Friday, August 14, 2009

Epidemiological Surveillance

One argument in favor of telling the truth is that lying is ultimately self-defeating. It’s worth making claims about matters of fact because somebody is liable to believe what you say. Lying, especially habitual lying, devalues speech. As Robert J. Fogelin used to point out, however, people do lie, quite frequently as a matter of fact, but we nevertheless go on talking. The situation recalls a reply to an objection formerly advanced about a different vice. When told if he didn’t stop, he’d go blind, Woody Allen promised to quit after he got nearsighted.

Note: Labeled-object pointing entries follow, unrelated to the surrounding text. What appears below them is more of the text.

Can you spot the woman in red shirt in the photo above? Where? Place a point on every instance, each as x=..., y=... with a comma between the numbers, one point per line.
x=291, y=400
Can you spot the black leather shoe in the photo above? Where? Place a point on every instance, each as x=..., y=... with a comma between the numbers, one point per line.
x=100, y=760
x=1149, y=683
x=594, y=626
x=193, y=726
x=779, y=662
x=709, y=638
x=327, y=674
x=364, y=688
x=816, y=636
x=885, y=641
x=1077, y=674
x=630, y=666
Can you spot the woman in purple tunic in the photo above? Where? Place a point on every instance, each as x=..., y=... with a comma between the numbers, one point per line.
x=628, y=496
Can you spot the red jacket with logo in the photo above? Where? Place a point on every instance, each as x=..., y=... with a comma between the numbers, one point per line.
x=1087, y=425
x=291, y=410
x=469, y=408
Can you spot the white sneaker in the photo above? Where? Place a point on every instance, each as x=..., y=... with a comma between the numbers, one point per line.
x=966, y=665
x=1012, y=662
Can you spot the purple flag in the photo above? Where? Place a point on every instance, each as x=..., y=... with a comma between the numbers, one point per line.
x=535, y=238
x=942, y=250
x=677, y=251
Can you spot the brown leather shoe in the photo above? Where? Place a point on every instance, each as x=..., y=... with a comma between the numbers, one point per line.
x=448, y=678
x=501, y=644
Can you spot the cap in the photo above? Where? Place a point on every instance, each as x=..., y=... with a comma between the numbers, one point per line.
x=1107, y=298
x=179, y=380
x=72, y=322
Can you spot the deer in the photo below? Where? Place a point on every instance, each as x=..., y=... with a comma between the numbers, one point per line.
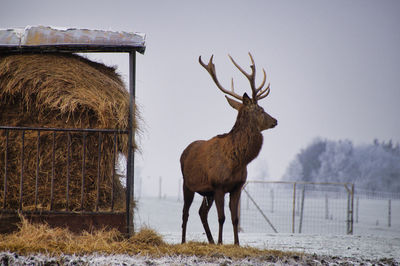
x=218, y=166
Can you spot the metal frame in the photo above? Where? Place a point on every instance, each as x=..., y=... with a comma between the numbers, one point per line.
x=87, y=48
x=350, y=201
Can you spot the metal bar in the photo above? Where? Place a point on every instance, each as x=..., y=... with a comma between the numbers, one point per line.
x=66, y=129
x=22, y=170
x=302, y=209
x=131, y=159
x=300, y=182
x=113, y=174
x=352, y=210
x=259, y=209
x=5, y=171
x=389, y=213
x=294, y=206
x=68, y=165
x=52, y=172
x=83, y=172
x=37, y=168
x=98, y=173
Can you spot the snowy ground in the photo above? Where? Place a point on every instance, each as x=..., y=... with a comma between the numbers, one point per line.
x=164, y=215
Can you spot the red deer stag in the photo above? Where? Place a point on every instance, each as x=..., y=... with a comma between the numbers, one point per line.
x=218, y=166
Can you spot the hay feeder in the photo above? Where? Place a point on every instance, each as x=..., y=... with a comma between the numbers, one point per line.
x=58, y=162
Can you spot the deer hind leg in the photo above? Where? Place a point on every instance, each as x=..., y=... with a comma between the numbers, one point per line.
x=234, y=198
x=219, y=202
x=203, y=212
x=188, y=199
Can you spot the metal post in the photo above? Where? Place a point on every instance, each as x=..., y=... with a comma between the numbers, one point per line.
x=21, y=192
x=131, y=157
x=5, y=171
x=390, y=213
x=83, y=172
x=326, y=207
x=294, y=207
x=37, y=168
x=68, y=170
x=98, y=171
x=302, y=208
x=52, y=172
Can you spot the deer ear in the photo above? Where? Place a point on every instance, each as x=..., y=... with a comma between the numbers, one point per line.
x=246, y=99
x=235, y=104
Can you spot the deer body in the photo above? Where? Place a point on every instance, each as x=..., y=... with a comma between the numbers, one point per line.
x=218, y=166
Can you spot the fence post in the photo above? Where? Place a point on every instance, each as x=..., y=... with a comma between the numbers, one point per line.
x=357, y=207
x=272, y=200
x=390, y=213
x=294, y=207
x=326, y=207
x=302, y=208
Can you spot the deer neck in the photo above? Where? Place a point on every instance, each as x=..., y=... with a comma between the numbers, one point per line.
x=246, y=140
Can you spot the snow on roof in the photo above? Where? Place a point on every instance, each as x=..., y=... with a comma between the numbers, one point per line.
x=71, y=39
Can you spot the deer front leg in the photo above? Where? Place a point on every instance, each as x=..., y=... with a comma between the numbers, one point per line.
x=203, y=212
x=219, y=202
x=234, y=207
x=188, y=199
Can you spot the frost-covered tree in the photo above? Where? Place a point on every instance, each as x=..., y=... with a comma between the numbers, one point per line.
x=373, y=167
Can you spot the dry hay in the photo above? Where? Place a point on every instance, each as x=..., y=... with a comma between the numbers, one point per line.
x=60, y=91
x=36, y=238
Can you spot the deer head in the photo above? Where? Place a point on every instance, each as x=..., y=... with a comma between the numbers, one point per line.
x=248, y=108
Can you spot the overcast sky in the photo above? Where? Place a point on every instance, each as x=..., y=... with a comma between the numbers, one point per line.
x=334, y=69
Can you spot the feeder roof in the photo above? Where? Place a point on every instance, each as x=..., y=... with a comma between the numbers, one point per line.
x=50, y=39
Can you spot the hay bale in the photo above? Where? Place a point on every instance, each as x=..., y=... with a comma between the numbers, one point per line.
x=60, y=91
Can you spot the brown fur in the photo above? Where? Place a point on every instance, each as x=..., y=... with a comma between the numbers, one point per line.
x=219, y=165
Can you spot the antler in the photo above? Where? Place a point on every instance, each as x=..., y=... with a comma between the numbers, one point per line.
x=258, y=93
x=210, y=67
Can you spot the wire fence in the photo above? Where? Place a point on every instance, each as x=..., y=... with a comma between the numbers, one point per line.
x=297, y=207
x=376, y=212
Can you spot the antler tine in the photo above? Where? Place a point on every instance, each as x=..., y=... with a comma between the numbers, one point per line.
x=264, y=93
x=210, y=67
x=263, y=82
x=250, y=77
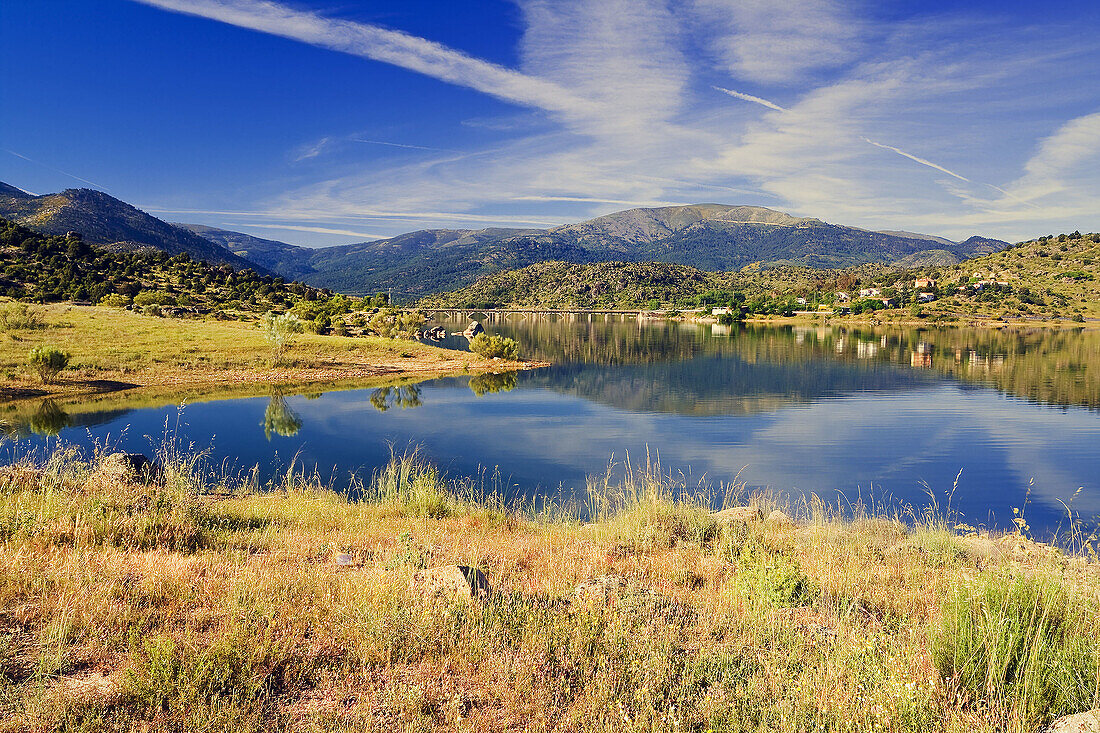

Human society would hardly be possible if it could be easily subverted by individual acts of bad behavior. Indeed, since a certain amount of skullduggery is built into the machinery, displays of virtue can be entirely more threatening to the status quo than any rampaging murderer. No serial killer ever raised as big a ruckus as Martin Luther King. Of course most ethical behavior is not so alarming. Most of it is largely invisible, and what does surface is either treated as a vestige of a long-dead past like Walter Cronkite’s journalism or else is chalked up to the intervention of an angel of the Lord or the bite of a radioactive spider—religion and/or science fiction. Objectivity and fairness, in particular, are widely regarded to be impractical, either as a matter of principle or because, as one television anchor explained the other day, the threat of losing millions of dollars in income for doing your duty amounts to force majeure. You just can’t expect anybody but a Don Quixote to try to unsell their souls as long as there are several years left in the term of the contract. But are there circumstances under which ethical behavior can infect a diseased social system? Is morality ever catching?

At various times in history, justice, fairness, and disinterest appeared as marvelous new inventions. Societies paralyzed by the tetanus of internecine strife the ancients called stasis found a way out through the intervention of prophets and lawgivers, though it says something about habitual human behavior that disinterested benevolence was commonly associated with supernatural intervention or madness. One of the reasons that modern states emerged from the interminable savagery of early medieval knighthood was that a lawful monarch, be he ever so hypocritical, was preferable to the thugs in the castles so long as something like justice arrived with his regime. Indeed, even the thugs recognized the advantage of such a system, which is part of the reason that the kings eventually prevailed over the dukes.

Well, we don’t live in the Dark Ages, though barbarism and religion are obviously on the march and there is something feudal about the great corporations whose masters claim a right not merely to influence, but sovereignty in the nation. Is it possible that public spirit could spread like a new strain of flu among such swine? I’m not saying it’s likely—if anybody is immune to the virus of integrity, it’s surely Senator Grassley—but I wanted to point out that it has happened before.